Revelry

Revelry

Before me lies my drink and I am drunk, wretched and unfeeling in the smokey revelry. The girls surround me always. Pretty emaciated faces bobbing beneath wreaths of golden hair like some earthly angel from days past when belief in the existence of such creatures still held. The ground spins. Piss drunk as I am my arms reach of their own accord for beer, now warm, and with shaking fingers I lift the can to my lips.


The women couple to the men like the closing of animal jaws. My eyes light upon my phone and the red and white flame stands aglow, inviting. Tinder. New message from Zoe. Would that I could read this missive but my arms hang limply at my sides. Deliver me from this place and unto the warmth of Zoe's amber skin. Honey against the white of her tight bikini. I see it again without looking, an image I know now like no other, like some idol or icon stood before me as I squeezed and pumped with brutal efficiency all over the peach fuzz glow of my bare midriff.


Decadence, decadence, wines and cheeses and meats on platters shining in the light, bring them now to the symposium and let us dine. Bacchus leaves, quietly, his jowls lost of their ruddy glow. I rap upon the table and the lads laugh. Bring now the vodka, bring now the rum. They set the burning drink before me and it is gone in a single pull. I am warm. The dark panes of the sliding glass door reflect the perfect likeness of the sky.

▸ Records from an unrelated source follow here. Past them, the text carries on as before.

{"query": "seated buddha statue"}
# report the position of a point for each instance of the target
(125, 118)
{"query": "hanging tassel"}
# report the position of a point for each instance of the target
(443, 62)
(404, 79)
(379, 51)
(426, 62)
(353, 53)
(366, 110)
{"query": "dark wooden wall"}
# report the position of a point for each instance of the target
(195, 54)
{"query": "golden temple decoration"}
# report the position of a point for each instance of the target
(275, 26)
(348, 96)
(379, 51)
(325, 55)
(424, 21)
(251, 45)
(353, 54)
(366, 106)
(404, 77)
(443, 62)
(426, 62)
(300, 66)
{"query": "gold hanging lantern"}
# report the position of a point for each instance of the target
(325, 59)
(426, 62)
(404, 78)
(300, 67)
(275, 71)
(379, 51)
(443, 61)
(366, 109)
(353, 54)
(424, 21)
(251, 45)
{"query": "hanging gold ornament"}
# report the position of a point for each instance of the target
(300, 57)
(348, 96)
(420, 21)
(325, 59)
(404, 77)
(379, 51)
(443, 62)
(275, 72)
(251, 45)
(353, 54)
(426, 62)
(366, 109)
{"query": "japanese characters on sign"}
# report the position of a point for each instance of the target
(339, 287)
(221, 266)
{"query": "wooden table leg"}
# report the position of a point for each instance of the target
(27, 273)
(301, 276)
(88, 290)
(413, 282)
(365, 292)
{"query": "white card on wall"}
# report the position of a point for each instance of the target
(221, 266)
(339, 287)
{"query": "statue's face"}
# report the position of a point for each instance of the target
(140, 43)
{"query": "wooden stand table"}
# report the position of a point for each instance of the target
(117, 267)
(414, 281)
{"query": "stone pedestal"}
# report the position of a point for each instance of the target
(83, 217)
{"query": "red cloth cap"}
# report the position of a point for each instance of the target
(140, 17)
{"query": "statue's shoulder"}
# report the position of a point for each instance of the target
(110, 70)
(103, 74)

I am going to vomit. The room pitches and rolls. Again now just as every other time I swell and stand pointing towards the heavens, pulsing and pushing against the delicious cage of tight blue jeans. My eyes close and I demand the nausea rest but it will give me no quarter and again her amber skin and her inviting pink lips and I must stand and walk with shaky legs towards the balcony.


The night air is cool on my face. Somewhere in the dark a coyote or somesuch creature howls. I wonder whether beneath my liquorsoaked clothes there is some more pure essence but the question itself declares what is already clear and known in my heart. The acidic drink washes away the fine exterior I have carved and attended to so dutifully all these years and beneath that lies what? How could anything remain?


A man is stood next to me. He is leaned against the railing, drunken same as I and as he turns towards me he stumbles and for a moment the fluid motion seems broken into discrete fragments and every line becomes statuesque and it looks as though he is dancing.


"Thanks for inviting me, man," he calls, and he smiles, "I really..." but the words trail away. I know what he wants to say. The sky becomes gray and soon the day will begin again.